The SharedTransitionScope rendering pipeline
Compose shared element animation completely bypasses the View-system GhostView mechanism:
- A Compose
LayoutNoderecords the shared element’s source position and size during measurement. - When the target
LayoutNodeappears, thesharedElement()modifier intercepts the measurement result and calculates the matrix transform. - The animation is applied directly at the Compose RenderNode layer, equivalent to RenderThread animation in the View system.
The key difference is that Compose does not need a Snapshot. Source and target pixel data are already in GPU caches, so the drawToBitmap step disappears. The SurfaceView black-image issue mentioned earlier is also avoided naturally if the shared element is an Image or content wrapped by a Box; the transition has effectively zero extra bitmap cost.
The real constraint is that SharedTransitionScope only handles transitions inside Compose trees. If page A is a View-system Activity and page B is Compose, there is currently no official cross-system shared element solution. My workaround is to manually capture a Bitmap on page A and simulate the transition with graphicsLayer at the Compose entry of page B. The result can get close to native behavior, but it adds maintenance cost.
Choosing between the two systems
| Dimension | View system | Compose SharedTransitionScope |
|---|---|---|
| Runtime scope | Between Activity/Fragment screens | Inside Compose trees or across Compositions |
| Mechanism | GhostView + Snapshot | RenderNode property interpolation |
| SurfaceView compatibility | Requires manual handling | Not involved because there is no Snapshot step |
| Lifecycle management | Callbacks plus manual cleanup | Managed automatically by Compose |
| Debugging difficulty | Hard to trace | Observable in Layout Inspector |
In pure Compose projects, SharedTransitionScope is the better option. In existing projects that mix View and Compose, ActivityOptions will remain the main cross-Activity tool for a while. A practical compromise is to use Compose plus AnimatedContent for in-page transitions on new screens, keep the View-system approach for cross-Activity shared elements, and migrate once Compose Navigation supports SharedTransitionScope transitions across destinations.

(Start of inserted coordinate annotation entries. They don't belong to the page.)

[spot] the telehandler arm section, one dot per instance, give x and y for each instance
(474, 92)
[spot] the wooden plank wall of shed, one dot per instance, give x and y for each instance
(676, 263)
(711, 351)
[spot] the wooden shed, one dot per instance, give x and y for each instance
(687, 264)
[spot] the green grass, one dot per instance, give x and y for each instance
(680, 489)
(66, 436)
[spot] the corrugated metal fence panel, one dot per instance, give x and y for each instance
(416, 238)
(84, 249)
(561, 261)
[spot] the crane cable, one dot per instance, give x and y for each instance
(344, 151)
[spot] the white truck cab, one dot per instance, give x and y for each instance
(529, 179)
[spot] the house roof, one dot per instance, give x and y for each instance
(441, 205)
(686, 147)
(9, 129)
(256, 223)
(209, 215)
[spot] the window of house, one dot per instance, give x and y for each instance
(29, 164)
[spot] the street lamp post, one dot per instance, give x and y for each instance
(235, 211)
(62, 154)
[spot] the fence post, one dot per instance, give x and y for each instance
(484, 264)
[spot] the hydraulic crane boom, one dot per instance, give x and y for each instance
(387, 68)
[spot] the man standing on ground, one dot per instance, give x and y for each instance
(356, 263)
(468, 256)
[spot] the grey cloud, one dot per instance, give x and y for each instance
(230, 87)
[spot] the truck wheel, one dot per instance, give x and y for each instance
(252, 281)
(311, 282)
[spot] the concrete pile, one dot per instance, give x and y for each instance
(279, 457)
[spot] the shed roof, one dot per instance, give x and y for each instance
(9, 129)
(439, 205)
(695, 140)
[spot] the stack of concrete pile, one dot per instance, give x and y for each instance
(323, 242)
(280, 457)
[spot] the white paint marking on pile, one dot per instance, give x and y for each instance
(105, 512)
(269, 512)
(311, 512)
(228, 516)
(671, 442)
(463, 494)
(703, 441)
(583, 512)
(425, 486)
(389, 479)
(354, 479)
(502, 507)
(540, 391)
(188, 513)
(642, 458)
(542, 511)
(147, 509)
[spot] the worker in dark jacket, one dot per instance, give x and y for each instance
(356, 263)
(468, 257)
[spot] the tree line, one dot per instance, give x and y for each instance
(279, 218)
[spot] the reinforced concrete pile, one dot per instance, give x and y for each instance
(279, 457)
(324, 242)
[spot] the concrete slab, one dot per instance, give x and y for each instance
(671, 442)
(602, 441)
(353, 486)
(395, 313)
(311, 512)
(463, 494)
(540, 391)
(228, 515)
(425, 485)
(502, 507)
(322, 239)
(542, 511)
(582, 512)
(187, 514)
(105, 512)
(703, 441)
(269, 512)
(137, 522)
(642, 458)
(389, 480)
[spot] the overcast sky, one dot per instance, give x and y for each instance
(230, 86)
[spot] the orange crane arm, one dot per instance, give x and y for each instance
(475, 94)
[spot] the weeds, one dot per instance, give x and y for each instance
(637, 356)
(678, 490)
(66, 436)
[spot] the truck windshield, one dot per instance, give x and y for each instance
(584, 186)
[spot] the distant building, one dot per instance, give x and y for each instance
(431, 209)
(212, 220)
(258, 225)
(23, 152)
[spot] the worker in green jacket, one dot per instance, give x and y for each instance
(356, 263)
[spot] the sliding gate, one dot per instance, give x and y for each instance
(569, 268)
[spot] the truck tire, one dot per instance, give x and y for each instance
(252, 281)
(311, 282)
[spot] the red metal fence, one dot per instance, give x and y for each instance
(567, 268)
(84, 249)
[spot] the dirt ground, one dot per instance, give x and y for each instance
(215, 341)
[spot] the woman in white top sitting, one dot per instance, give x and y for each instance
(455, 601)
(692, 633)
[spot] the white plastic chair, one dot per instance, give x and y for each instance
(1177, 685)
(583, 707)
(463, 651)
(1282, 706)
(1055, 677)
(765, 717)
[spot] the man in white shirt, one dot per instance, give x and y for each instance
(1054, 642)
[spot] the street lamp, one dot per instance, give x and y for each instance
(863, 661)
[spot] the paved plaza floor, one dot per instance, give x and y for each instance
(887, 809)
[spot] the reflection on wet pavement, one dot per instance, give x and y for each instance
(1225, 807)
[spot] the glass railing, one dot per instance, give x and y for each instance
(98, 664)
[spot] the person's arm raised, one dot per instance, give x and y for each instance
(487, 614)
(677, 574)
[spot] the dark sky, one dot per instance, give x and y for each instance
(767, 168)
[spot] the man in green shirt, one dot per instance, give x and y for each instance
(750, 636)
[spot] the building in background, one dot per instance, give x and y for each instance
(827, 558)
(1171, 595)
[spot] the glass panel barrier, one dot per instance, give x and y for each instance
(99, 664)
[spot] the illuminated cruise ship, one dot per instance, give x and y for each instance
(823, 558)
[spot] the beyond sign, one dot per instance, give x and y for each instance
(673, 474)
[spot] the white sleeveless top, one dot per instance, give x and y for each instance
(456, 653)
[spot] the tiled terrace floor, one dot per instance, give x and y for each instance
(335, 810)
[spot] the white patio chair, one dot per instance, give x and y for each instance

In real projects, I prefer AnimatedContent plus sharedElement over ViewPager plus Fragment transitions for Tab switching. Compose avoids the problem of synchronizing Fragment lifecycles. But for heavy View-based pages such as WebView or map SDK screens, do not force SharedTransitionScope onto them. Those Views are not rendered inside the Compose pipeline, so the transition will either drop frames or not run as expected.
Practical toolbox
Debugging shared element animation. In the View system, enable “Show layout bounds” and set “Transition animation scale” to 10x in Developer Options. This makes the GhostView drawing area and animation duration visible. In Compose, use Layout Inspector to inspect property changes on nodes that carry the sharedElement modifier.
Avoiding Snapshot failure. In the View system, make sure the shared element View is still attached when onSharedElementStart fires. In list scenarios, clear transitionName in onViewRecycled.
Gradual migration strategy. In existing projects, start by trying SharedTransitionScope inside Compose subpages such as Dialogs, BottomSheets, or Tabs. After validating animation quality and performance, expand it into main flows. Avoid rewriting every Activity transition at once. Keeping a fallback path makes debugging much easier.